22 July 2005

A Supreme Challenge for John Roberts

Today's Capital Commentary is authored by Dr. Stanley Carlson-Thies, director of social policy studies at the Center for Public Justice, and it is worth posting in full in light of the recent discussions on this blog over the public witness of believers in the gospel.

John Roberts, President Bush's nominee for the U.S. Supreme Court, faces a major task if he is confirmed: helping to craft a coherent doctrine on the religion clauses of the First Amendment. Justice Sandra Day O'Connor, whose decision to step down created the vacancy, had many strengths, but her pragmatic approach contributed to the confusion about church-state issues. The question is: What's a better approach?

In a recent New York Times Magazine article (July 3), Noah Feldman of New York University School of Law proposed a "Church-State Solution." His analysis is thought-provoking. But his solution misses the mark. For Feldman, the core problem is how to preserve the unity of our religiously diverse nation. "Values evangelicals," he says, urge the government to adopt religiously based standards for the whole nation. Their opponents, the "legal secularists," claim that religion is divisive and must be confined to private life, leaving government entirely secular.

Both groups are wrong, Feldman rightly claims. The consensus presumed by values evangelicals doesn't exist, and if the government makes the standards of one religious group obligatory, we will have conflict, not unity. Yet the legal secularists are also wrong. Expelling religion doesn't make the public square equally hospitable to all; rather, it excludes citizens whose convictions shape their whole lives.

But Feldman's own solution is also a dead end. Here's his proposal: stop excluding religious argument and symbolism from public life and also stop government funding of religious organizations. That is, in order to end the unjust exclusion of religion from public debates, we must abandon the Court's genuine progress towards equal treatment, which undergirds the faith-based initiative.

Feldman is half right. In our democracy, all citizens are free to make public arguments, so religious views can't fairly be excluded. If secularists don't like the arguments, they should counter them, and if the public doesn't find religious reasons convincing, then arguments based on those reasons will fail. Secularists should stop trying to stack the deck by banning religion from public debate. So far so good.

Unfortunately, Feldman flirts with authorizing officials to promote a civil religion.
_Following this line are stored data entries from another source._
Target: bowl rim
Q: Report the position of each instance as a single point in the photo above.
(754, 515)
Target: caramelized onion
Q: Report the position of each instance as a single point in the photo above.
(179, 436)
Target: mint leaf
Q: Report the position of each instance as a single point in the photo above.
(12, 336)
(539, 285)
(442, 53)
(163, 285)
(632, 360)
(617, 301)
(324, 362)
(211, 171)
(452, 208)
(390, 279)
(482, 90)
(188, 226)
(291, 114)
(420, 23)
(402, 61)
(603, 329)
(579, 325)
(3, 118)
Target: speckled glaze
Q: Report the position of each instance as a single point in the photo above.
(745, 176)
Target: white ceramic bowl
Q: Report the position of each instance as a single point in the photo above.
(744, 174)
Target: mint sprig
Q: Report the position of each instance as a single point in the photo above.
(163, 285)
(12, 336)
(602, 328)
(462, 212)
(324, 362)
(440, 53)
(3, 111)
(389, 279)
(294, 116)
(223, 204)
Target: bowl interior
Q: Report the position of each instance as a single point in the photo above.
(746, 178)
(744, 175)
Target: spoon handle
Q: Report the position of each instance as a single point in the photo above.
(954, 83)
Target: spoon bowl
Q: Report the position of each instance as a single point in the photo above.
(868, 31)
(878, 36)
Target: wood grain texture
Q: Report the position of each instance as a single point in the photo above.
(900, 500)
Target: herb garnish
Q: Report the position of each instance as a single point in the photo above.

He's courageous to oppose the ACLU and others who seek to strip away all religious symbols, as if the Constitution requires the government to pretend that our society and history are religion-free. Still, while the government should accommodate the faiths of the citizens, it must be careful not to create an official religion--not to avoid divisiveness but because Caesar is not Lord.

The other half of Feldman's proposal is simply wrong. He says that government funding of religious social-service providers creates conflict, not common values, and so it must stop. But creating common values isn't the government's task. On the other hand, it surely is the job of government to deal fairly with organizations of every conviction and not to presume that faith-based services are somehow less legitimate than their secular counterparts.

There is a solution to the church-state confusion, just not Feldman's. The government should honor the convictions of all citizens, discriminating neither for nor against religion when funding social services and neither for nor against religious arguments and the religious symbols and activities that constitute so much of our history and our lives together. But government officials can't be the nation's clergy. That is not merely divisive but idolatrous.

We don't know how a Justice Roberts would rule on these important matters. We must hope that he will fight unjust restrictions on religious speech, symbols, and also institutions, while keeping limits on the government's tendency to put itself in the place of God.